Eluana lawyers may seek right-to-die enforcement order

| Fri, 01/09/2009 - 03:34

The lawyer of an Italian woman in an irreversible coma said Thursday she may ask courts for an enforcement order to ensure that a landmark right-to-die ruling for Eluana Englaro is respected.

Franca Alessio said the Englaro family legal team are ''studying alternatives'' in case an Udine clinic decides it is not prepared to help 38-year-old Eluana end her life in accordance with a controversial ruling from Italy's supreme court - the country's first right-to-die verdict.

The publicly assisted clinic in the Friuli-Venezia Giulia region offered its services in December after the Lombardy region, where Eluana is cared for by nuns at a Lecco clinic, refused to offer clinics or health workers to help Eluana die.

But a last-minute guideline issued by Health Minister Maurizio Sacconi stating that the removal of feeding tubes from patients in a vegetative state was ''illegal'' has so far halted her transfer from Lecco.

The Udine clinic director Claudio Riccobon said Wednesday that the clinic was still clarifying its position and the possible consequences of helping Eluana die in light of Sacconi's directive, but added that it could make a decision by next week.

The Cassation Court in November confirmed a Milan appeals court decision that the feeding tube could be removed from Eluana, who has been in a permanent vegetative state for almost 17 years following a car accident.

The ruling has split Italy, with Catholic politicians and the Vatican claiming it authorises euthanasia and libertarians hailing it as a victory for individual liberty.

Beppino Englaro, who has fought for more than a decade for a dignified end to his daughter's life, has yet to find a clinic willing to remove the tube.

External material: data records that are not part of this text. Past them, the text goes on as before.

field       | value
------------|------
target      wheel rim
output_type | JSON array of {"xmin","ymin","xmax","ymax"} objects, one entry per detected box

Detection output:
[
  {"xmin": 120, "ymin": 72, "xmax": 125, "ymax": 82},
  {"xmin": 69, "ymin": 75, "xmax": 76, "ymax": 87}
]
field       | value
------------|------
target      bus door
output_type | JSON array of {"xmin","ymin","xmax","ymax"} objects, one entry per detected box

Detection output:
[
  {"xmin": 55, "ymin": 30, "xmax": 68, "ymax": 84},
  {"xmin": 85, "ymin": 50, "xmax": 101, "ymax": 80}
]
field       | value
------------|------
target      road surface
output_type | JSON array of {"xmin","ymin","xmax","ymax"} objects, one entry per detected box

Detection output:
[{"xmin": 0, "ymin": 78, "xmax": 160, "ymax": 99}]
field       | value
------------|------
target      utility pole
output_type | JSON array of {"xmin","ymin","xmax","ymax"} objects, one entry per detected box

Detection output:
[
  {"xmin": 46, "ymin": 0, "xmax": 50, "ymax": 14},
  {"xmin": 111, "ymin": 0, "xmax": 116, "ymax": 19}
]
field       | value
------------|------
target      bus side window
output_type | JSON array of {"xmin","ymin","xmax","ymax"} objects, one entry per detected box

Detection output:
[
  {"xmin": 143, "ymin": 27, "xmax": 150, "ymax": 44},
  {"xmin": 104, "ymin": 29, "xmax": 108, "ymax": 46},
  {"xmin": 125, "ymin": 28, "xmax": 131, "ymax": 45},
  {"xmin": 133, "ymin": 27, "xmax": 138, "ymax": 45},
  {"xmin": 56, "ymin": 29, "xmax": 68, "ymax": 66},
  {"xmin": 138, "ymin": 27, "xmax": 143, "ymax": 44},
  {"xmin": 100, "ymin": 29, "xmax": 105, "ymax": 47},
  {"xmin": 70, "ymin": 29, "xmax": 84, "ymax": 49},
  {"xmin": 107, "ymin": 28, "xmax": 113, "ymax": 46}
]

Englaro said Thursday that he could only ''wait for the decisions that will be taken'' about his daughter, adding that it was ''all in the hands of the lawyers''.

The Cassation Court's deputy prosecutor general, Marcello Matera, said in December that Sacconi's guideline did not apply to Eluana's case and added that it would be ''theoretically possible'' to ask the police to see that the sentence is carried out.

PRO-LIFE GROUPS PROTEST.

Also in December, the European Court of Human Rights ruled that an appeal by pro-life groups against the decision was ''inadmissible'' because they had no personal connection with Eluana.

Nevertheless, a pro-life group has since filed another appeal at the Milan appeals court, urging it to review the case in the light of new medical evaluations on Englaro's alleged ability to swallow.

A lawyer for the Englaro family said at the time that the pro-life group did not have a ''legal foundation'' to lodge the plea, adding that it was probably just a ''filibustering'' action.

Neurologist Giuliano Dolce had claimed in the Catholic daily Avvenire that Eluana retains her swallowing reflex and therefore might be able to be eat and drink normally.

But Eluana's neurologist, Carlo Alberto Defanti, has ruled out the possibility that she might be able to be fed by natual means.

He said the swallowing reflex was ''normal'' in patients in a permanent vegetative state and that it was ''not strong enough to permit complete feeding by mouth.